At one station the doors opened, and suddenly the quiet afternoon was shattered by a man bellowing at the top of his lungs, yelling violent, obscene, incomprehensible curses. Just as the doors closed, the man still yelling, staggered into our car. He was big, drunk and dirty. He wore laborer’s clothing. His front was stiff with dried vomit. His eyes bugged out, a demonic, neon red. His hair was crusted with filth. Screaming, he swung at the first person he saw, a woman holding a baby. The blow glanced off her shoulder, sending her spinning into the laps of an elderly couple. It was a miracle that the baby was unharmed.

The couple jumped up and scrambled toward the other end of the car. They were terrified.
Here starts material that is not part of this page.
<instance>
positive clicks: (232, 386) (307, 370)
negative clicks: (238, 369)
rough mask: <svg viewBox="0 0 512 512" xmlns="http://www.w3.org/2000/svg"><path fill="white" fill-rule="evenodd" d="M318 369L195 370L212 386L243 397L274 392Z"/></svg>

The laborer aimed a kick at the retreating back of the old lady. “YOU OLD WHORE !” he bellowed, ‘I’LL KICK YOUR ASS!” He missed, the old woman scuttled to safety. This so enraged the drunk that he grabbed the metal pole in the center of the car, and tried to wrench it out of its stanchion. I could see that one of his hands was cut and bleeding. The train lurched ahead, the passengers frozen with fear. I stood up.

I was young and in pretty good shape. I stood six feet, and weighed 225. I’d been putting in a solid eight hours of Aikido training every day for the past three years. I liked to throw and grapple. I thought I was tough. Trouble was my martial skill was untested in actual combat. As students of Aikido, we were not allowed to fight.
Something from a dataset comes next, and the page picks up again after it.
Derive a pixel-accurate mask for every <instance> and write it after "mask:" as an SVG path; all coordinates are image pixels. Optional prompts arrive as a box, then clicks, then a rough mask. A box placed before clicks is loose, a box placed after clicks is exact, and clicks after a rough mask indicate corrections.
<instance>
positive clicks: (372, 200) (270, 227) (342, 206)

My teacher, the founder of Aikido, taught us each morning that the art was devoted to peace. “Aikido, ” he said again and again, “is the art of reconciliation. Whoever has the mind to fight has broken his connection with the universe. If you try to dominate other people, you are already defeated. We study how to resolve conflict, not how to start it.”
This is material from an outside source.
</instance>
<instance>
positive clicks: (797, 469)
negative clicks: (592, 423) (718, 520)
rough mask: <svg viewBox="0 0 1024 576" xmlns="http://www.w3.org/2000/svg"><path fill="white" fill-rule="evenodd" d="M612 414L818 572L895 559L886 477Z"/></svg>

I listened to his words. I tried hard. I wanted to quit fighting. I even went so far as to cross the street a few times to avoid the chimpira, the pinball punks who lounged around the train stations. They’d have been happy to test my martial ability. My forbearance exalted me. I felt both tough and holy. In my heart of hearts, however, I was dying to be a hero. I wanted a chance, an absolutely legitimate opportunity whereby I might save the innocent by destroying the guilty.

“This is it!” I said to myself as I got to my feet. : This slob, this animal, is drunk and mean and violent. People are in danger. If I don’t do something fast, somebody will probably get hurt. I’m gonna take his ass to the cleaners.”

Seeing me stand up, the drunk saw a chance to focus his rage. “AHA!” he roared, “A FOREIGNER! YOU NEED A LESSON IN JAPANESE MANNERS!” He punched the metal pole once to give weight to his words.

I held on lightly to the commuter-strap overhead. I gave him a slow look of disgust and dismissal. I gave him every bit of piss-ant nastiness I could summon up. I planned to take this turkey apart, but he had to be the one to move first. And I wanted him mad, because the madder he got the more certain my victory. I pursed my lips and blew him a sneering, insolent kiss. It hit him like a slap in the face. “ALL RIGHT! he hollered, “YOUR GONNA GET A LESSON.” He gathered himself for a rush at me. He’d never know what hit him.

A split-second before he moved, someone shouted “HEY!” It was ear splitting. I remember being hit by the strangely joyous, lilting quality of it- as though you and a friend had been searching diligently for something, and he had suddenly stumbled upon it. “HEY!”